Now we can convert the first three matches into a a text and then feed it to the LLM as a context, based on which it can answer our question:
context = ' '.join([doc.page_content for doc in retrieved_docs])
Step 5: Generating Responses with a Language Model
Finally, we use Ollama’s language model to generate a response based on the retrieved context:
Download this:
pip install -U langchain-ollama
from langchain_ollama.llms import OllamaLLM
llm = OllamaLLM(model="llama3.2:1b")
response = llm.invoke(f"""Answer the question according to the context given very briefly:
Question: {question}.
Context: {context}
""")
This step combines the power of retrieval and generation, providing concise and relevant answers based on the scraped and processed web content.
Conclusion
By following this tutorial, you’ve learned how to create a sophisticated RAG application that can scrape web content, process it efficiently, and generate informative responses. This powerful combination of LangChain, Ollama, and Chroma opens up endless possibilities for natural language processing projects.

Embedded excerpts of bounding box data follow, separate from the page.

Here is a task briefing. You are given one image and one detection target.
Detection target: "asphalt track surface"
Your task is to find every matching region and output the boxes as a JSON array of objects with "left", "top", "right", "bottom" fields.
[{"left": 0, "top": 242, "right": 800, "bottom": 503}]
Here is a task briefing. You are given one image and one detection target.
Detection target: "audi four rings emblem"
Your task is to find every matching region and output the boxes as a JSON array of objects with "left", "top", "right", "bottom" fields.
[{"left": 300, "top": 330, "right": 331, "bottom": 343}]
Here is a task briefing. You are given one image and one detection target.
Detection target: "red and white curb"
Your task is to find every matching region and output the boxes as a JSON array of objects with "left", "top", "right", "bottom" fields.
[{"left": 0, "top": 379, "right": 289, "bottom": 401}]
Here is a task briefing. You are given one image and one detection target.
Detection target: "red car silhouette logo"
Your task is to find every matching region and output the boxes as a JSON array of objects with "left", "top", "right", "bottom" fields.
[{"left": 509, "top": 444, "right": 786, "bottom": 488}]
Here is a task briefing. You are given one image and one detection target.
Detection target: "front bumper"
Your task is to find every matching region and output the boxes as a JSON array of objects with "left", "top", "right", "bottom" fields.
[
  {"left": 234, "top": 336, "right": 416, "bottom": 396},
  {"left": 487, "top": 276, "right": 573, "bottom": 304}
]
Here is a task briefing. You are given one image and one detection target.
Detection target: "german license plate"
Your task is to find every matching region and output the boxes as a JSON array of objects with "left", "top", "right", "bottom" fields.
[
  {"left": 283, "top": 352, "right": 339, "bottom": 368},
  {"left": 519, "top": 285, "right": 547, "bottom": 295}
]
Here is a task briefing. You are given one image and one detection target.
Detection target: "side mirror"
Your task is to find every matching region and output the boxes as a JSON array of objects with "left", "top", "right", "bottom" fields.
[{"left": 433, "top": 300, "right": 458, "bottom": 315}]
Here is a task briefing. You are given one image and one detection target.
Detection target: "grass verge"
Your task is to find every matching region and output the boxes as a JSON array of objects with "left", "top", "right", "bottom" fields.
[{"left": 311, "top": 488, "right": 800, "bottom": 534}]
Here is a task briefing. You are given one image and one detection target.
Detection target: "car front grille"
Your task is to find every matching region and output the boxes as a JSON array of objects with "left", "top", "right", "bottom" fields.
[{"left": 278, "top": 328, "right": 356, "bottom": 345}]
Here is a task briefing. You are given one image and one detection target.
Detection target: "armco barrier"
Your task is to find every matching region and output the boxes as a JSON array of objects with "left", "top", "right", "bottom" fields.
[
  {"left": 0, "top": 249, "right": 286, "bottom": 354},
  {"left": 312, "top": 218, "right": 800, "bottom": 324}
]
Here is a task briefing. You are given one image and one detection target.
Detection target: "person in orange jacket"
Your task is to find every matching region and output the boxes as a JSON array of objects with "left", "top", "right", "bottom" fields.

We’ve covered key concepts like:
- Text splitting with RecursiveCharacterTextSplitter
- Embedding generation and the importance of vector representations
- Vector stores and their role in efficient information retrieval
- The use of local language models with Ollama
Whether you’re building a chatbot, a question-answering system, or a content summarization tool, the techniques covered here provide a solid foundation for your AI-powered applications.